Merge pull request #20 from scrapy/scraper_refactor

shaneaevans · shaneaevans · commit eb9469449ab7 · 2012-02-17T01:07:07.000-08:00
improve encoding in command line tool
diff --git a/README.rst b/README.rst
@@ -93,20 +93,19 @@ To annotate some fields on the template::
 
     scrapely> a 0 w3lib 1.0 -n 1 -f name
     [new] (name) u'<h1>w3lib 1.0</h1>'
-    scrapely> a 0 Scrapy project -n 1 -f author
-    [new] u'<span>Scrapy project &lt;info at scrapy org&gt;</span>'
+    scrapely> a 0 Scrapy project -n 0 -f author
+    [new] u'<span>Scrapy project</span>'
 
 To list annotations on a template::
 
     scrapely> al 0
     [0-0] (name) u'<h1>w3lib 1.0</h1>'
-    [0-1] (author) u'<span>Scrapy project &lt;info at scrapy org&gt;</span>'
+    [0-1] (author) u'<span>Scrapy project</span>'
 
 To scrape another similar page with the already added templates::
 
     scrapely> s http://pypi.python.org/pypi/Django/1.3
-    [{u'author': [u'Django Software Foundation &lt;foundation at djangoproject com&gt;'],
-      u'name': [u'Django 1.3']}]
+    [{u'author': [u'Django Software Foundation'], u'name': [u'Django 1.3']}]
 
 
 Requirements
diff --git a/scrapely/htmlpage.py b/scrapely/htmlpage.py
@@ -8,22 +8,27 @@
 import re, hashlib, urllib2
 from w3lib.encoding import html_to_unicode
 
-def url_to_page(url, encoding=None):
+def url_to_page(url, encoding=None, default_encoding='utf-8'):
     """Fetch a URL, using python urllib2, and return an HtmlPage object.
 
     The `url` may be a string, or a `urllib2.Request` object. The `encoding`
     argument can be used to force the interpretation of the page encoding.
 
     Redirects are followed, and the `url` property of the returned HtmlPage object
     is the url of the final page redirected to.
+
+    If the encoding of the page is known, it can be passed as a keyword argument. If
+    unspecified, the encoding is guessed using `w3lib.encoding.html_to_unicode`. 

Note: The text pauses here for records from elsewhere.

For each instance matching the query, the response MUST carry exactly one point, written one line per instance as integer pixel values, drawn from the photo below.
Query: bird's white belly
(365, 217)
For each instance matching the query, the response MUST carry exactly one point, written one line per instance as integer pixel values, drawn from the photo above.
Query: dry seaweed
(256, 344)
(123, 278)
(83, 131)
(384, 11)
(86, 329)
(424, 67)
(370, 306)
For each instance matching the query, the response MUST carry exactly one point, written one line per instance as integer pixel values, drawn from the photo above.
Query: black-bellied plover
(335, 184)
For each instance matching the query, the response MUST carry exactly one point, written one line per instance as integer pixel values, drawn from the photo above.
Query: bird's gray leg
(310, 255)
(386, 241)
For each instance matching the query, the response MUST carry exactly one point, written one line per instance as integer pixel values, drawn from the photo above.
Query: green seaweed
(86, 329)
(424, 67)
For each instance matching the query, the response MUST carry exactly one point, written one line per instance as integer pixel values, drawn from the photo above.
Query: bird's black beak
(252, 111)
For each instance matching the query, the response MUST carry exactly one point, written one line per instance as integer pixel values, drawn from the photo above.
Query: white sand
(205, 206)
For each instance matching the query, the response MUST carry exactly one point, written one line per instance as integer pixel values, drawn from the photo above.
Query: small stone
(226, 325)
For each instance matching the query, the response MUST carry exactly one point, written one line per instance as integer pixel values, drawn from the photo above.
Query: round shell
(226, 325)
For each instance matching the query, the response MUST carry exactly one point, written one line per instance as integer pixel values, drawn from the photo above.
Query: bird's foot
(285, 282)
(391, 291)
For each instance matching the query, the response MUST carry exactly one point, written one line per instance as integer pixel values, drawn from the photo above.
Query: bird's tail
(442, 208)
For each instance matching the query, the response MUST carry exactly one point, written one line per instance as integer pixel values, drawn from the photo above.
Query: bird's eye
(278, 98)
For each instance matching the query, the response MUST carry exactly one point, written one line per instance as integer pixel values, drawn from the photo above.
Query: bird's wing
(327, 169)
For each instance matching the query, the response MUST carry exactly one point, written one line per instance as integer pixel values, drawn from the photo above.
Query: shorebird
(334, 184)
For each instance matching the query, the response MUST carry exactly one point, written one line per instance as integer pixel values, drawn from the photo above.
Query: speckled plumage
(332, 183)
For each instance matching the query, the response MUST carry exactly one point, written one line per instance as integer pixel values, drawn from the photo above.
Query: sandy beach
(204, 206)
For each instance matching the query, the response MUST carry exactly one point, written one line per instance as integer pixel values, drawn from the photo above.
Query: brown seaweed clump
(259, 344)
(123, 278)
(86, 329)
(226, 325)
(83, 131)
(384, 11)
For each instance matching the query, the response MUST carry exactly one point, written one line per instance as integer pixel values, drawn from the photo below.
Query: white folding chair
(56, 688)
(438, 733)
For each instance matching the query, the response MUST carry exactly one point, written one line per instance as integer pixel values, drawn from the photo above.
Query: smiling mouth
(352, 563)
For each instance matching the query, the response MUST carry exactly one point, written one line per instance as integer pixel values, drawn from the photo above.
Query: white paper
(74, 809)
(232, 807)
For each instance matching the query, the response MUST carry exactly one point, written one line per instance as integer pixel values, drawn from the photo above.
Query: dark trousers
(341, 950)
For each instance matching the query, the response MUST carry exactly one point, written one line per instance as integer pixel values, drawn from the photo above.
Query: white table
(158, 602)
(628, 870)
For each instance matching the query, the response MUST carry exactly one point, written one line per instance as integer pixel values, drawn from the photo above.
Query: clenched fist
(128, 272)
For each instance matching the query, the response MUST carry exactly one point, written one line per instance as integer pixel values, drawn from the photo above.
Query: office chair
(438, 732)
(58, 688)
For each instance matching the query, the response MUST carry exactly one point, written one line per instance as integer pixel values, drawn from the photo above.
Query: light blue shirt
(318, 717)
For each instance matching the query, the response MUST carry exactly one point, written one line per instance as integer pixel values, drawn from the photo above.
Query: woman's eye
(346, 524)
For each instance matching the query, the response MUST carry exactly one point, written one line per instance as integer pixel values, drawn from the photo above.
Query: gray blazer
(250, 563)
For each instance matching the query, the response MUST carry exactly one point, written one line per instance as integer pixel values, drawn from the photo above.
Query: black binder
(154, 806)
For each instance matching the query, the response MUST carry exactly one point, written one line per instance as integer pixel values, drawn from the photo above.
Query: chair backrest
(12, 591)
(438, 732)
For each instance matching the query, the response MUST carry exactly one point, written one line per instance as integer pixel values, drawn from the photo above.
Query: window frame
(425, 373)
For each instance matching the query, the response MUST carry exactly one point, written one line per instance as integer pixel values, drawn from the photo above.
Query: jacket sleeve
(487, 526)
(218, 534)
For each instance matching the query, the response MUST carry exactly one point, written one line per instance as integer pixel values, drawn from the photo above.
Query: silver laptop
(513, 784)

+    `default_encoding` is used if the encoding cannot be determined.
     """
     fh = urllib2.urlopen(url)
     info = fh.info()
     body_str = fh.read()
     # guess content encoding if not specified
     if encoding is None:
         content_type_header = info.getheader("content-encoding")
-        encoding, body = html_to_unicode(content_type_header, body_str)
+        encoding, body = html_to_unicode(content_type_header, body_str, 
+                default_encoding=default_encoding)
     else:
         body = body_str.decode(encoding)
     return HtmlPage(fh.geturl(), headers=info.dict, body=body, encoding=encoding)
diff --git a/scrapely/tool.py b/scrapely/tool.py
@@ -2,7 +2,7 @@
 import sys, os, re, cmd, shlex, json, optparse, json, urllib, pprint
 from cStringIO import StringIO
 
-from scrapely.htmlpage import HtmlPage, page_to_dict
+from scrapely.htmlpage import HtmlPage, page_to_dict, url_to_page
 from scrapely.template import TemplateMaker, best_match
 from scrapely.extraction import InstanceBasedLearningExtractor
 
@@ -17,7 +17,7 @@ def __init__(self, filename, **kw):
     def do_ta(self, line):
         """ta <url> [--encoding ENCODING] - add template"""
         opts, (url,) = parse_at(line)
-        t = get_page(url, opts.encoding)
+        t = url_to_page(url, opts.encoding)
         templates = self._load_templates()
         templates.append(t)
         self._save_templates(templates)
@@ -82,11 +82,12 @@ def do_al(self, template_id):
                 remove_annotation(tm.selected_data(i)))
 
     def do_s(self, url):
-        """s <url> - scrape url (uses encoding from templates)"""
+        """s <url> - scrape url"""
         templates = self._load_templates()
         if assert_or_print(templates, "no templates available"):
             return
-        page = get_page(url, templates[0].encoding)
+        # fall back to the template encoding if none is specified
+        page = url_to_page(url, default_encoding=templates[0].encoding)
         ex = InstanceBasedLearningExtractor((t, None) for t in templates)
         pprint.pprint(ex.extract(page)[0])
 
@@ -126,13 +127,9 @@ def _save_templates(self, templates):
             templates = [page_to_dict(t) for t in templates]
             return json.dump({'templates': templates}, f)
         
-def get_page(url, encoding):
-    body = urllib.urlopen(url).read().decode(encoding)
-    return HtmlPage(url, body=body, encoding=encoding)
-
 def parse_at(ta_line):
     p = optparse.OptionParser()
-    p.add_option('-e', '--encoding', default='utf-8', help='page encoding')
+    p.add_option('-e', '--encoding', help='page encoding')
     return p.parse_args(shlex.split(ta_line))
 
 def parse_criteria(criteria_str):